Mariner’s Starfleet Academy days
Not every callback in “Lower Decks” exists for comedic purposes. In “The Inner Fight” (season 4) we learn that Beckett Mariner was at Starfleet Academy with Wesley Crusher, Sito Jaxa, and the other cadets whose unauthorized training flight maneuver resulted in the death of a fellow student in “The Next Generation” episode “The First Duty”. Following Ensign Sito’s death in “TNG”‘s “Lower Decks”, Mariner’s ongoing mission to avoid promotion was a tribute to her late friend
Not a puppet
While hunting for the fugitive Nicholas Locarno (another member of Wesley Crusher’s ill-fated team of cadets) in “The Inner Fight”, Captain Freeman wrongly assumes that an information broker is a puppet.
It’s arguably an easy mistake to make, seeing as he’s the spitting image of the puppet the child-like Balok used in the Original Series episode “The Corbomite Maneuver”. The haunting original version was a memorable fixture of the “TOS” closing credits.
The Genesis device
From “Star Trek: Nemesis” to “Star Trek Into Darkness” and beyond, the franchise has frequently tried to recapture the magic of its finest hour, “The Wrath of Khan”. Few homages have been as blatant as “Old Friends, New Planets” (season 4), however, in which Mariner has a nebula-based face-off against former classmate Nicholas Locarno — a close encounter that culminates in the detonation of a Genesis device.
Decontamination gel
When the Cerritos visits the eponymous space station in “Starbase 80?” (season 5), it’s such a blast from the past that you still have to cover yourself in decontamination gel before stepping aboard.

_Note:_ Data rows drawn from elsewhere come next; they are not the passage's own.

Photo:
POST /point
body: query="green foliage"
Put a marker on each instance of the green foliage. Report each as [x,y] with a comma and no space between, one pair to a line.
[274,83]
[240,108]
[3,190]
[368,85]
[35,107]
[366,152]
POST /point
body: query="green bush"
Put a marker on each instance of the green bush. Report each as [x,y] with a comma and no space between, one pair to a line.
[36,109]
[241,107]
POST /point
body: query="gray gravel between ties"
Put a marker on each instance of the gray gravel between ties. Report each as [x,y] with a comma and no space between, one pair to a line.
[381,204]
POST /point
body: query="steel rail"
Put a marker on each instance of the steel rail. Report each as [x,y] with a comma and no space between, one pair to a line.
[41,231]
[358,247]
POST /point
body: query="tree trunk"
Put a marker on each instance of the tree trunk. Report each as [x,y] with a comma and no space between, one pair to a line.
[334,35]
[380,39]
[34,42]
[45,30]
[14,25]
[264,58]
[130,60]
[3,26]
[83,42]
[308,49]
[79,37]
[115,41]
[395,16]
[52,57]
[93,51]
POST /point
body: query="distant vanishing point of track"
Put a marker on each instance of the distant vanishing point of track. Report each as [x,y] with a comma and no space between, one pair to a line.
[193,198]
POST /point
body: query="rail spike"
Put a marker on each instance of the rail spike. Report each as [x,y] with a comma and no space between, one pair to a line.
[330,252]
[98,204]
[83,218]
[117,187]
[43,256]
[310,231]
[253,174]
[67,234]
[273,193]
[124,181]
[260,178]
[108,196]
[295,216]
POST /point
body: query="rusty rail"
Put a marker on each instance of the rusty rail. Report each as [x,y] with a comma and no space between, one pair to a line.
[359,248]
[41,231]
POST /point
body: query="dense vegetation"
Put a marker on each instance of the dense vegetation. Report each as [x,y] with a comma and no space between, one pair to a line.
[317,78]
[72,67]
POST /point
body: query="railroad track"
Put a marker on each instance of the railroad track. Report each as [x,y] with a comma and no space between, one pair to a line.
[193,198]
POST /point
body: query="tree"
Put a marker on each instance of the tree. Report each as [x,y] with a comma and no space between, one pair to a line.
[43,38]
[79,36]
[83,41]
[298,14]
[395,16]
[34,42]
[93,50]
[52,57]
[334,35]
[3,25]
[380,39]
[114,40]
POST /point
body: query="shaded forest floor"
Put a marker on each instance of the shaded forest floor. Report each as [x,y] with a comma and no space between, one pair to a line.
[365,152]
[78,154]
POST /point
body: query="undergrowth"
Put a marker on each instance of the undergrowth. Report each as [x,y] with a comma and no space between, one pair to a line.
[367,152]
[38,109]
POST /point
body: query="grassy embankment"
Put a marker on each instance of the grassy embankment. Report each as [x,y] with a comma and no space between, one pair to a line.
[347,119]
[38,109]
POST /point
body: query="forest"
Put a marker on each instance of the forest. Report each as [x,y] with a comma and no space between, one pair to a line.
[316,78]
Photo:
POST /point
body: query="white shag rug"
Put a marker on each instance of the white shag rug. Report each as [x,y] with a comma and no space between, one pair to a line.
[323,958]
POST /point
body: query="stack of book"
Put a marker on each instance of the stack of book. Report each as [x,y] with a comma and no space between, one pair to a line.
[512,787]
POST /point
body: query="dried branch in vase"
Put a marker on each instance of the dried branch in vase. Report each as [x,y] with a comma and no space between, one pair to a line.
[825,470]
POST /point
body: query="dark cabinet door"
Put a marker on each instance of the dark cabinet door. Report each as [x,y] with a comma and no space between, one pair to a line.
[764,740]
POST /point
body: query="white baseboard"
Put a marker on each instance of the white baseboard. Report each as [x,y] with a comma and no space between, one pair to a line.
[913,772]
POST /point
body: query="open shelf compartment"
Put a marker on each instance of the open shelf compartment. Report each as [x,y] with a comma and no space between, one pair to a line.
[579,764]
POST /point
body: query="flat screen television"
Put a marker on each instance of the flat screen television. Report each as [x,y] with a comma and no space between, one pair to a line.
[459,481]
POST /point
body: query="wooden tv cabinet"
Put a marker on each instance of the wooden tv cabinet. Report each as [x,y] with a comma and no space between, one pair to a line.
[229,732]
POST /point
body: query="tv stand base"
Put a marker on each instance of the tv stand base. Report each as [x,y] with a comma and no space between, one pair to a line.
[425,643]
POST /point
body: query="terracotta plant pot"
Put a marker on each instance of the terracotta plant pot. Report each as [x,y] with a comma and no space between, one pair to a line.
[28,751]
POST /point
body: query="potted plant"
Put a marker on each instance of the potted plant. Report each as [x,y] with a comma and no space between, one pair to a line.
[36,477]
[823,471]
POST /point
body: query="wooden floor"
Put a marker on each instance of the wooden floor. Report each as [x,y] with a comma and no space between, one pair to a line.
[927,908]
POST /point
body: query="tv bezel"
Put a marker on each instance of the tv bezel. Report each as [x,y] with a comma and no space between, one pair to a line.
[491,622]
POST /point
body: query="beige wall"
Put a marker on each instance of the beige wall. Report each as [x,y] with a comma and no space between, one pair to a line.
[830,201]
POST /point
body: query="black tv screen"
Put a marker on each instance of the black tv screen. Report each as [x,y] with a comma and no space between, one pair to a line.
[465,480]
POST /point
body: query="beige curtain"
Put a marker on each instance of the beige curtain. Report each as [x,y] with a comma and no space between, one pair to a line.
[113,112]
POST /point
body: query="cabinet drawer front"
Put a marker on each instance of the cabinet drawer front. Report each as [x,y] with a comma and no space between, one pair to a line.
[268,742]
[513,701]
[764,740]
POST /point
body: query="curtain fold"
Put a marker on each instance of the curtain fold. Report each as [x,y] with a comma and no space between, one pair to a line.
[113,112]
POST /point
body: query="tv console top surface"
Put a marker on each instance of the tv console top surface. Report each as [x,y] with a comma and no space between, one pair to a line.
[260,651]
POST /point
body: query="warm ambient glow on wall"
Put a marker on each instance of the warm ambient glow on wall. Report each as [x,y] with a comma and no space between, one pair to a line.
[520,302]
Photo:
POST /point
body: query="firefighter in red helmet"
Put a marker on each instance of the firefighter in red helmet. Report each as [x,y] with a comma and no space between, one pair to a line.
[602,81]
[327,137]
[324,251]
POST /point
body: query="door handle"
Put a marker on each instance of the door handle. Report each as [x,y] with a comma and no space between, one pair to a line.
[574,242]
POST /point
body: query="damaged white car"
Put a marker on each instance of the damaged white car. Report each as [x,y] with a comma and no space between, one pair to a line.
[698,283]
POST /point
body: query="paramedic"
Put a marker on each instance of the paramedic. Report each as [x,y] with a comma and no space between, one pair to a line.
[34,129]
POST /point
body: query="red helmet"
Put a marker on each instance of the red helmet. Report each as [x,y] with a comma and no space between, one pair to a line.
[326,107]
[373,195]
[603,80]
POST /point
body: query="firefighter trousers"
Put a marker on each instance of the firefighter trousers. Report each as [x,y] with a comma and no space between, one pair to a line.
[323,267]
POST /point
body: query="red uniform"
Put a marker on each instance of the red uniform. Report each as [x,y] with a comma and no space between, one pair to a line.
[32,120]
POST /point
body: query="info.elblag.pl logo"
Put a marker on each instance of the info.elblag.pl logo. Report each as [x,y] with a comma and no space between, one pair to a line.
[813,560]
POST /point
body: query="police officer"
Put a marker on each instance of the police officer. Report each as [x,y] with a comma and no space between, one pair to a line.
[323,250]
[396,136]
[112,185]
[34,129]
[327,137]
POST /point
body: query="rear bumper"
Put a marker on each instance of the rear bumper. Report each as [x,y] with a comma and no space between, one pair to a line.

This was standard practice two centuries earlier in the “Star Trek: Enterprise” era, though we don’t recall Archer, T’Pol, and Tucker enjoying the application of the goo quite as much as Ransom.
An Olympian crew member
Kirk, McCoy, and Scotty met Apollo, an alien masquerading as an Olympian god, in the Original Series episode “Who Mourns for Adonais?”. Close relative Ensign Olly takes up a post on the Cerritos in “Of Gods and Angles” (season 5), and reveals that those godly golden laurel leaves are actually part of her skull. Unfortunately, her lightning bolt-throwing skills still require some work.
The music recitals
Carrying on the tradition of Will Riker with his trombone, Data with his violin, and Harry Kim with his clarinet, there’s no shortage of Cerritos officers waiting to perform concerts for their shipmates — culminating in evolved/de-evolved Barnes showing off her sousaphone skills in “Upper Decks” (season 5).
William Boimler’s Anaximander crew
“Fissure Quest” (season 5) reveals that the not-really-dead William Boimler is working for Section 31 to fix rifts in space and time, but the bigger headline is the make-up of his crew. “Enterprise”‘s T’Pol, “Deep Space Nine”‘s Curzon Dax, and lots of (still unpromoted) Harry Kims (“Voyager”) are a welcome presence on the Anaximander bridge. The writers also play out many a fan fiction fantasy by featuring “DS9″‘s Elim Garak and Julian Bashir (the latter’s a hologram) as a married couple.
Every episode of “Star Trek: Lower Decks” is available on Paramount+.